What NoSQL solution is best to store Apache error_log and access_log? Cassandra or MongoDB?
Turns out neither of the two solutions offers a distinct feature that helps me make a decision, or I don't see it.
Honestly, we're going through this test right now with some serious log data. (and by right now, I mean, a few of us were up late last night running these tests).
To me, here are the two distinguishing feature: ease of use and proven scaling.
Ease of use
- MongoDB was easy. In a couple of hours I went from blank computer to an active Mongo instance with imported data from MySQL and a few completed map-reduces.
- In the same period of time, team Cassandra sat around re-compiling Java files trying to get the Hadoop configured to run over an existing Cassandra implementation so that they could even run map-reduces.
Proven Scaling
- MongoDB sharding is still in beta. It's slated for launch in the next few weeks. That's pretty tight.
- Cassandra sharding is proven on some very large instances.
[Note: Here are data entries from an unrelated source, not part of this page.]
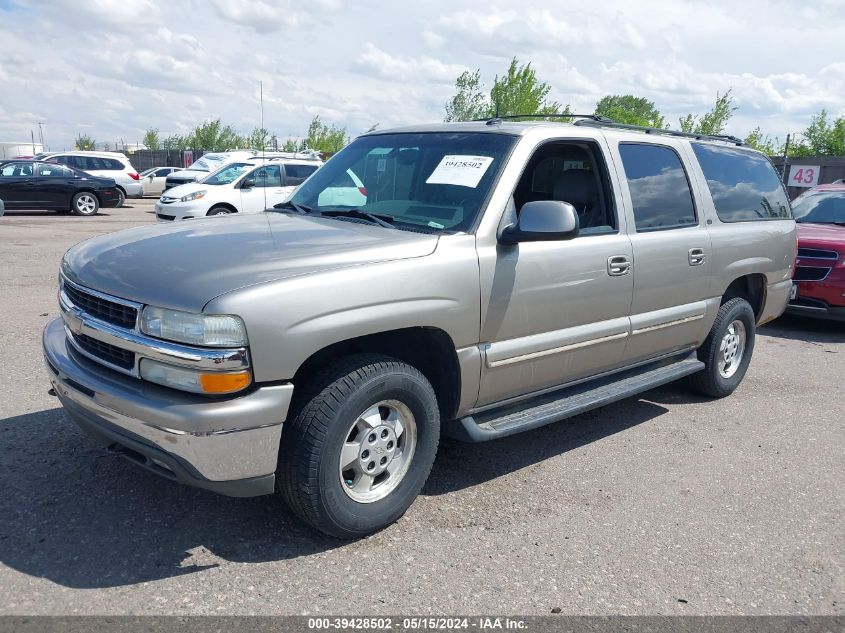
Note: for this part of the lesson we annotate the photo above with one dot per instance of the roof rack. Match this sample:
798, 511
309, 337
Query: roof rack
509, 117
596, 120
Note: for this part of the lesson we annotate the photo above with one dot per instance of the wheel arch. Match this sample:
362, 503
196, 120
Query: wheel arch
223, 205
429, 349
752, 288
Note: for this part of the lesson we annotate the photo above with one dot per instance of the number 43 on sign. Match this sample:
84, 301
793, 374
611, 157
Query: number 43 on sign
803, 176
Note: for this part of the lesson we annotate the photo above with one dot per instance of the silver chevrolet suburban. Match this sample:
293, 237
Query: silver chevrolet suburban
488, 278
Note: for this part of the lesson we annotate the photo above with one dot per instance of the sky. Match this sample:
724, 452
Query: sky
113, 68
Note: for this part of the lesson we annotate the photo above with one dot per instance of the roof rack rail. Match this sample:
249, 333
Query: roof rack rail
508, 117
603, 122
596, 120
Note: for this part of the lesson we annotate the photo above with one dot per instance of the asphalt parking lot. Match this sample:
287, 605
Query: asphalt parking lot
663, 504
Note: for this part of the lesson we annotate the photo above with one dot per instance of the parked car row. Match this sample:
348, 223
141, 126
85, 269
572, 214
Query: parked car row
820, 266
104, 165
35, 184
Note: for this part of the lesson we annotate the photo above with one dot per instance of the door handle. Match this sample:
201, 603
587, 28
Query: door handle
696, 256
618, 265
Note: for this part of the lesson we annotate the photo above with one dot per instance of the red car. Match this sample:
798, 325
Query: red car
819, 288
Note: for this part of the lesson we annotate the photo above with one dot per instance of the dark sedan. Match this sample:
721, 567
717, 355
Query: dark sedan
32, 184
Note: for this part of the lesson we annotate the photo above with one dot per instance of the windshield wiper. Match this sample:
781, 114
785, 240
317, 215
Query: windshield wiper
293, 206
382, 220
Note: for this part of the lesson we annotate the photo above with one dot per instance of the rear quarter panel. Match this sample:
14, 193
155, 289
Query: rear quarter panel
766, 247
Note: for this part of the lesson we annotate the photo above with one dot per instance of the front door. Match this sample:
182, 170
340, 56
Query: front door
17, 186
672, 255
266, 191
56, 184
558, 311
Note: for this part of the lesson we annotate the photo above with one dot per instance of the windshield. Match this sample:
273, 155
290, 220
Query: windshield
226, 174
821, 208
207, 163
435, 181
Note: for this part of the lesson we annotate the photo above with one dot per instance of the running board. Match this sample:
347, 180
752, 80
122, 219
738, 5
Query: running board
568, 402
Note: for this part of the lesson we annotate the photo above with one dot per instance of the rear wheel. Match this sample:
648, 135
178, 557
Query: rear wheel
359, 447
726, 353
85, 203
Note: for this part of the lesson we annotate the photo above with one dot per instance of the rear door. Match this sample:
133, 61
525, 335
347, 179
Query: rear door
671, 249
559, 309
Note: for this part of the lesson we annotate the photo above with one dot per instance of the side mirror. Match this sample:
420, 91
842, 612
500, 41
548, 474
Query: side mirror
542, 220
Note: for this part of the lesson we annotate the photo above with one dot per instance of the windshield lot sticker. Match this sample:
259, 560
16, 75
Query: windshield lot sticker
465, 171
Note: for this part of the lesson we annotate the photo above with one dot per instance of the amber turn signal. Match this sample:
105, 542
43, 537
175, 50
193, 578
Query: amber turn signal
224, 383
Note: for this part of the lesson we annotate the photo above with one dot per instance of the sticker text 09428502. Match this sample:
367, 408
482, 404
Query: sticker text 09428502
465, 171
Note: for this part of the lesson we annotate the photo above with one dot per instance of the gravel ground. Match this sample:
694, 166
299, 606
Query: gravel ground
663, 504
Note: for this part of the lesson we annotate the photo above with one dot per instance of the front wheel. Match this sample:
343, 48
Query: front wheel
359, 446
85, 203
726, 352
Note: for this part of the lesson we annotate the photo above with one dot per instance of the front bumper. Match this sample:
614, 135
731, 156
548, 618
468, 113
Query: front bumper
815, 308
177, 211
229, 446
133, 189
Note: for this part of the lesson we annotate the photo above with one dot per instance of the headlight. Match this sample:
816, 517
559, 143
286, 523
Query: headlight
192, 196
209, 330
192, 380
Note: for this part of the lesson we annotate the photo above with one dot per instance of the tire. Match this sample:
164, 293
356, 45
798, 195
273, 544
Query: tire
726, 352
328, 428
85, 203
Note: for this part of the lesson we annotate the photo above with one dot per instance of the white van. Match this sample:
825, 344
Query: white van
248, 186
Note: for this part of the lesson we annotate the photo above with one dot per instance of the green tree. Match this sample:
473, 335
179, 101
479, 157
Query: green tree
519, 91
756, 139
84, 142
214, 136
713, 121
470, 101
176, 141
152, 140
631, 110
259, 139
822, 137
325, 138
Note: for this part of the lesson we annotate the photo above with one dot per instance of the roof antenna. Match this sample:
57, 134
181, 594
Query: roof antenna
263, 143
495, 118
So I think the answer is really going to be specific to your personal tastes. I honestly think that Cassandra may be a more stable & proven product, but I also know from experience that the learning and setup curve is a lot steeper. So it might be worth trying a little bit of both.
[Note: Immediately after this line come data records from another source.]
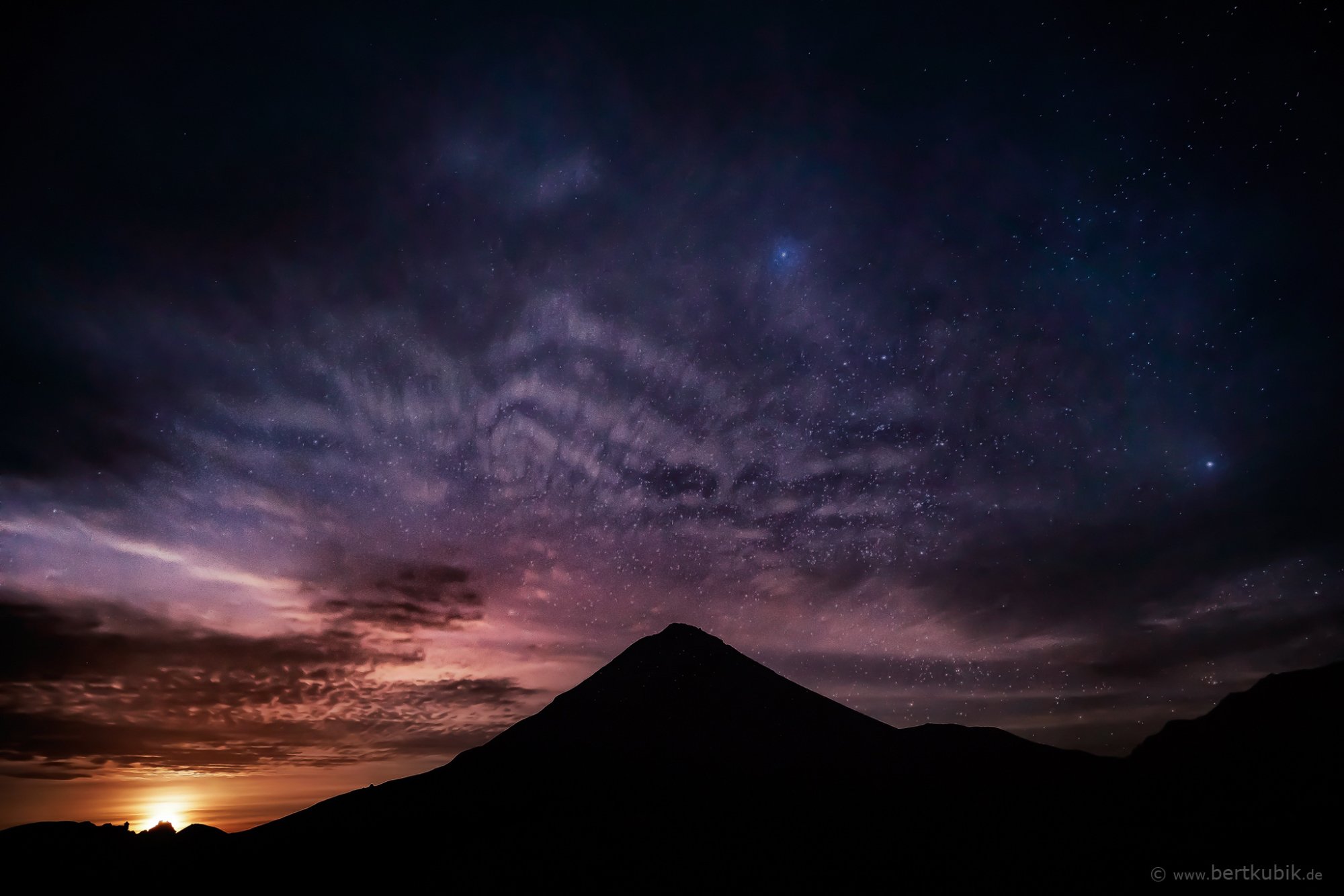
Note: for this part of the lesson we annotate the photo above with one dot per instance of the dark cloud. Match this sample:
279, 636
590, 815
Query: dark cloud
88, 684
403, 597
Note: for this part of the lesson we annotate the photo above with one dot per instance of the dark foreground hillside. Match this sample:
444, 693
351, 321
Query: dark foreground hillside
686, 764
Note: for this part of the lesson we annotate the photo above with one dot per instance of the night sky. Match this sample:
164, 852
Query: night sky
370, 377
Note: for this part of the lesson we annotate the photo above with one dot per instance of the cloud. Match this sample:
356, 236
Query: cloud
91, 686
396, 596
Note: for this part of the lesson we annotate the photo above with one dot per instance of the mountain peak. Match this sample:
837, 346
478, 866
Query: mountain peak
681, 633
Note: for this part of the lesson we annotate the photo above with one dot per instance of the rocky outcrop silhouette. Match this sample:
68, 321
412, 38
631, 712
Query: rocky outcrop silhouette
683, 762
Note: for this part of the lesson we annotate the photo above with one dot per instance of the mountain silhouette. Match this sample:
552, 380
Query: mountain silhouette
681, 717
1280, 741
686, 764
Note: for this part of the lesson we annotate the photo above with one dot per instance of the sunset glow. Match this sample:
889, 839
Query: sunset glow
372, 377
You can check out this article from Cloudkick
if you are considering using Cassandra
: 4 Months with Cassandra, a love story.
They are using Cassandra
to store different metrics for their system, which is somewhat similar to storing log files.
EDIT:
If you haven't yet decided what to use, here's a great solution using MongoDB
as a backend:
Graylog2 is an open source syslog implementation that stores your logs in MongoDB. It consists of a server written in Java that accepts your syslog messages via TCP or UDP and stores it in the database. The second part is a Ruby on Rails web interface that allows you to view the log messages.